Meanwhile, referring to FIG. 4, a bridge diode circuit 1201 may be disposed between the AC power supply 12 and the power supply selection unit 110.

The single boost converter circuit unit 120 may be configured to apply power factor correction (PFC) method or maximum power point tracking (MPPT) method according to a control selection signal applied from the control unit 130 in consideration of a type of input power supply connected through the power supply selection unit 110.

Specifically, referring to FIG. 4, the single boost converter circuit unit 120 may be controlled to operate in the power factor correction (PFC) method or the maximum power point tracking (MPPT) method depending on a control selection signal (‘c’ and ‘d’in FIG. 4) applied from the control unit 130.

Meanwhile, in FIG. 4, the single boost converter circuit unit 120 is shown as being provided as a single set, but is not limited to this. The single boost converter circuit unit 120 may alternatively be provided by a plurality of sets according to an implementation of the present disclosure.

Additionally, referring to FIG. 4, the single boost converter circuit unit 120 may include a condenser circuit that outputs a DC link voltage. For example, 400 VDC may be applied as a DC link voltage, but is not limited thereto, and a fixed voltage in the range of 370 VDC to 400 VDC may be applied according to an example of the present disclosure.

The control unit 130 may generate a power supply selection signal and a control selection signal using at least one of DC sensing information associated with the DC power supply 11 and AC sensing information associated with the AC power supply 12.

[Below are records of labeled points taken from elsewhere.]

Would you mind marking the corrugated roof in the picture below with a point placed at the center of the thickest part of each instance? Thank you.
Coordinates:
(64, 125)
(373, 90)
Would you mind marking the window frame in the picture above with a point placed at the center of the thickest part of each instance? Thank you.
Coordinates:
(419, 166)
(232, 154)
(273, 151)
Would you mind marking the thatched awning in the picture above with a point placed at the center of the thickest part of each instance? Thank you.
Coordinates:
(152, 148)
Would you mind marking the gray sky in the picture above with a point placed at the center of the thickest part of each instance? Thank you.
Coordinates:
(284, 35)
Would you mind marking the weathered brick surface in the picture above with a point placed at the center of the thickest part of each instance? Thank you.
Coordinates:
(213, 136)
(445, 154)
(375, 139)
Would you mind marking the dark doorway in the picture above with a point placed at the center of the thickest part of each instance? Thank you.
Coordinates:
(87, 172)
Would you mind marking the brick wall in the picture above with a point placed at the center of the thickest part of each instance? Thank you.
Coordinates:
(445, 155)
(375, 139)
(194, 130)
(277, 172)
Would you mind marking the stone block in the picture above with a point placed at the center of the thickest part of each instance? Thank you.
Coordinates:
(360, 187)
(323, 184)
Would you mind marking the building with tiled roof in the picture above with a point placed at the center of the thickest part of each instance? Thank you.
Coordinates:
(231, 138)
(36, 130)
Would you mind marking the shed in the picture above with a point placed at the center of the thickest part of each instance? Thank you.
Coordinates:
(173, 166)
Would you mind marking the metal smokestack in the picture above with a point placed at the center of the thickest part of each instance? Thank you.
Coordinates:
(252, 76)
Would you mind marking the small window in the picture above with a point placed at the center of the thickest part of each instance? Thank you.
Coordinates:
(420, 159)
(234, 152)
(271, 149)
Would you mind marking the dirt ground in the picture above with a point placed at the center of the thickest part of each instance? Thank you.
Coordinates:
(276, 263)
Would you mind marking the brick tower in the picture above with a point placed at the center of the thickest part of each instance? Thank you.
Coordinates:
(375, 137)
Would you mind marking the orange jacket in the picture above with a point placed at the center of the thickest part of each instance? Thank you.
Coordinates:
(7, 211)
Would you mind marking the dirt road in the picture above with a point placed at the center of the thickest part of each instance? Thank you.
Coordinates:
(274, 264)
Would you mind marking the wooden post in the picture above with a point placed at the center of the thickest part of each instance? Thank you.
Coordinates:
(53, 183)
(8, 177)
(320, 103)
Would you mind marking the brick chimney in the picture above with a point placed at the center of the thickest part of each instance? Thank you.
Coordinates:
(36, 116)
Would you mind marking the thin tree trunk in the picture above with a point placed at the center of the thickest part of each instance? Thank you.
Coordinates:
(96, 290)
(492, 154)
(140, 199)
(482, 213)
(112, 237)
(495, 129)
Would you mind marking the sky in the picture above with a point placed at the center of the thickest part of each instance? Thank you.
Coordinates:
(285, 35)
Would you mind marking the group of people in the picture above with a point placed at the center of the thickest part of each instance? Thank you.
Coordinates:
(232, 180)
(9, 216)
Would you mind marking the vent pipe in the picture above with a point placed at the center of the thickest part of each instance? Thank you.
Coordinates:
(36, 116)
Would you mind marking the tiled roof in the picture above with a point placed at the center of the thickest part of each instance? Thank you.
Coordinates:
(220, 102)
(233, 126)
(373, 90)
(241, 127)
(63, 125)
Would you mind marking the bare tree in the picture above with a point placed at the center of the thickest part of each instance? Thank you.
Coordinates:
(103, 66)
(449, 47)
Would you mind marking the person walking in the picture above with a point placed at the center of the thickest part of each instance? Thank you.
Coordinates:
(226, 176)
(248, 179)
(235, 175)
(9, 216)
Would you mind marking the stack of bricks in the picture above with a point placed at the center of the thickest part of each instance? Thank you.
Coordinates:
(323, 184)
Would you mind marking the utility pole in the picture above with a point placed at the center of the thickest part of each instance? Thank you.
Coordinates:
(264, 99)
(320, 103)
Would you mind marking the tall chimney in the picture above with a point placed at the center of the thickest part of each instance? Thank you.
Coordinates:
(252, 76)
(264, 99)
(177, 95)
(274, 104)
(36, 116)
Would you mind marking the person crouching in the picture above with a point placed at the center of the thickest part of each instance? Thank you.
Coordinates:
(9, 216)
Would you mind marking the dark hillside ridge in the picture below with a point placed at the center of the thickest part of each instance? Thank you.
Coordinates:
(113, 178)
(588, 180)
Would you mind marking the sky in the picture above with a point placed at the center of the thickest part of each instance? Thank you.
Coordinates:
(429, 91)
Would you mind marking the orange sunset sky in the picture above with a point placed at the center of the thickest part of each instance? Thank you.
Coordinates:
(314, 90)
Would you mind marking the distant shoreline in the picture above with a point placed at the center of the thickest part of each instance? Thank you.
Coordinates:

Specifically, when voltage sensing information or current sensing information of the DC power supply 11 is less than a preset reference value based on the DC sensing information, the control unit 130 may generate a power supply selection signal to select the AC power supply 12 as an input power supply, and generate a control selection signal for applying the PFC switching control to correspond to the AC power supply 12.

Conversely, when voltage sensing information or current sensing information of the DC power supply 11 is equal to or greater than the preset reference value based on the DC sensing information, the control unit 130 may generate a power supply selection signal to select the DC power supply 11 as an input power supply, and generate a control selection signal for applying the MPPT switching control to correspond to the DC power supply 12.

As another example, in case where the DC power supply 11 is a PV type power supply, the control unit 130 may generate a power supply selection signal to select the AC power supply 12 as an input power supply and generate a control selection signal for applying the PFC switching control to correspond to the AC power supply 12 when it is expected based on the DC sensing information that an amount of sunlight applied to the PV panel is below a reference level or a power generation amount in the PV panel is less than a reference value in consideration of weather information.

Conversely, the control unit 130 may generate a power supply selection signal to select the DC power supply 12 as an input power supply and generate a control selection signal for applying the MPPT switching control to correspond to the DC power supply 12 when it is expected based on the DC sensing information that the amount of sunlight applied to the PV panel is equal to or greater than the reference level or the power generation amount of the PV panel is equal to or greater than the reference value to be sufficient in consideration of weather information.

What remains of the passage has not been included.